The Wealth of Nations, How the High Price of Freedom Makes the Best Things in Life Free

Considering the immense orb of Adam Smith’s thinking and his tendency to go off on tangents, The Wealth of Nations is surprisingly well organized. Smith divided Wealth into five books. He presents his economic ideas in Books 1 and 2. Book 1 addresses production and distribution, and Book 2 concerns capital and profit. Book 3 is an economic history of western Europe showing how various aspects of production, distribution, capital, and profit evolved and how their evolution caused a, so to speak, global warming in the climate of ordinary life. Book 4 is a refutation of economic ideas other than those of Adam Smith. It includes a particularly—too particularly—detailed attack on the mercantilists. And Book 5 is Smith’s attempt to apply his ideas to solving problems of government. But since problems are the only excuse for government, solving them is out of the question. For this and other reasons, Book 5 is surprisingly disorganized.
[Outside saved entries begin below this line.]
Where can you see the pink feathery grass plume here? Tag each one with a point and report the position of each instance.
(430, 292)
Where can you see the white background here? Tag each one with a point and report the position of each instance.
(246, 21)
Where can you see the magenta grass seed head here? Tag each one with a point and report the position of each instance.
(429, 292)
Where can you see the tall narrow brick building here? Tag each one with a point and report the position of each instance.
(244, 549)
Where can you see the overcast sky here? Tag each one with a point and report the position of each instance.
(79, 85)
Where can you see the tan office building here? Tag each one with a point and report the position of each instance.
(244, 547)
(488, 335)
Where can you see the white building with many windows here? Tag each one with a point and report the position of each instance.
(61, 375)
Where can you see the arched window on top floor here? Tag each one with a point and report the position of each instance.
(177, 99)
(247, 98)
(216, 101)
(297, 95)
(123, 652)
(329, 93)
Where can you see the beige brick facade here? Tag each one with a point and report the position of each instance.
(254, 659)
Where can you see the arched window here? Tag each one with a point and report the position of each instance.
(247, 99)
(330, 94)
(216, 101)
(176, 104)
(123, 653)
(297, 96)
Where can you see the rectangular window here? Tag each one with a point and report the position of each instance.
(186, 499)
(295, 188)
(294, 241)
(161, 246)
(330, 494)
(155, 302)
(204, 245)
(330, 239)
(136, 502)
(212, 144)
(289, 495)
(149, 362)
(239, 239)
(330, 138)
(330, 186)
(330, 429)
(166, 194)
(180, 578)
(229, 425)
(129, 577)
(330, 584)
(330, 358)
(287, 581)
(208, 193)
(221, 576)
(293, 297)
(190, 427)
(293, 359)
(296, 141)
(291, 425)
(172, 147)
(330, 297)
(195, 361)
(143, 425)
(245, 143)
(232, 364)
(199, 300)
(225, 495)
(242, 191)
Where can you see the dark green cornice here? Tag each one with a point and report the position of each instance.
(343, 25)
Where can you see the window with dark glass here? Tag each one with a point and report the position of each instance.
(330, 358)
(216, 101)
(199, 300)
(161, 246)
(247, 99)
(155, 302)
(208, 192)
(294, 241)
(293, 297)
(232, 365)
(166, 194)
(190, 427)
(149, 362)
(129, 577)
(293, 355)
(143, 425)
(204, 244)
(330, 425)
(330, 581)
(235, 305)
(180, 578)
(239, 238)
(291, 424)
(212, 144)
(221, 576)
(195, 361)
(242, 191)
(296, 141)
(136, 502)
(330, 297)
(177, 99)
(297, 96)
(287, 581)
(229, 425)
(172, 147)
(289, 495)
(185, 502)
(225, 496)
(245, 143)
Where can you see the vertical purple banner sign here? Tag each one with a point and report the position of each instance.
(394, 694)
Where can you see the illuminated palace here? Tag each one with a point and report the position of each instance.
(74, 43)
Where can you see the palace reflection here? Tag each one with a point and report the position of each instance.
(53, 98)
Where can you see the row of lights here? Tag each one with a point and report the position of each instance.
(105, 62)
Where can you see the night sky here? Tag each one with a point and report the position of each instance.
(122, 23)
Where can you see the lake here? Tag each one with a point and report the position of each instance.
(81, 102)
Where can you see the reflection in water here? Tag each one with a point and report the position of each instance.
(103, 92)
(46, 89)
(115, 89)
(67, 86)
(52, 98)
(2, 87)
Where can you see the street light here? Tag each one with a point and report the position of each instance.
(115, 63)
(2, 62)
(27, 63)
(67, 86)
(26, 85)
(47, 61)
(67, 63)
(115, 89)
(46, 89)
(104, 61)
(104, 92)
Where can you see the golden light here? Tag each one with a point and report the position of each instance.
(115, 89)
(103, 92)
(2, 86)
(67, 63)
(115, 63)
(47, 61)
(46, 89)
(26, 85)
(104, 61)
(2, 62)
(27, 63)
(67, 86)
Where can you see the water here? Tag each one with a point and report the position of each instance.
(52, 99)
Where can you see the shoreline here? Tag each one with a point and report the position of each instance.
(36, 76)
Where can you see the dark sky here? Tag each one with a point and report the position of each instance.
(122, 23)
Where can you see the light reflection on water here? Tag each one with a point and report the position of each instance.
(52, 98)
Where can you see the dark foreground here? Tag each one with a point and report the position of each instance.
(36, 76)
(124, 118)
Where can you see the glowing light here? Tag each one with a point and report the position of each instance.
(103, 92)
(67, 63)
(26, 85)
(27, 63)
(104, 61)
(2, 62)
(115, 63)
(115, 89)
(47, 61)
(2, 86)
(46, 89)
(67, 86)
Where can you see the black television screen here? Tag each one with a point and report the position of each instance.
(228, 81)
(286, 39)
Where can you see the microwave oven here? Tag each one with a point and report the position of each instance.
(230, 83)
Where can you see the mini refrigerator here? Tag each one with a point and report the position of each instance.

It should be noted that Adam Smith did not create the discipline he founded. What we call economics was invented by François Quesnay and the French physiocrats, whom Smith knew. The physiocrats, however, badly overthought the subject. Quesnay, who was Louis XV’s physician, drew an elaborate Tableau Économique, a minutely labeled, densely zigzagging chart—part cat’s cradle, part crossword puzzle, part backgammon board. It may have put Smith off the whole idea of graphic representation. The tableau supposedly showed how agriculture is the source of all economic progress, how trade and manufacture do no good for anyone, and how everything—from wagon wheels to Meissen chamber pots—grows, in effect, on trees. Food is the entire basis of living, therefore agriculture must be the entire basis for getting a life. So went the physiocrat reasoning, more or less.

To Quesnay and his fellow courtiers the motive for investigating economics was something between Pour la France! and finding a way to kill time while waiting to put leeches on royals. What Adam Smith did was give economics a reason to exist. Smith’s inquiry had a sensible aim, to materially benefit mankind, himself by no means excluded.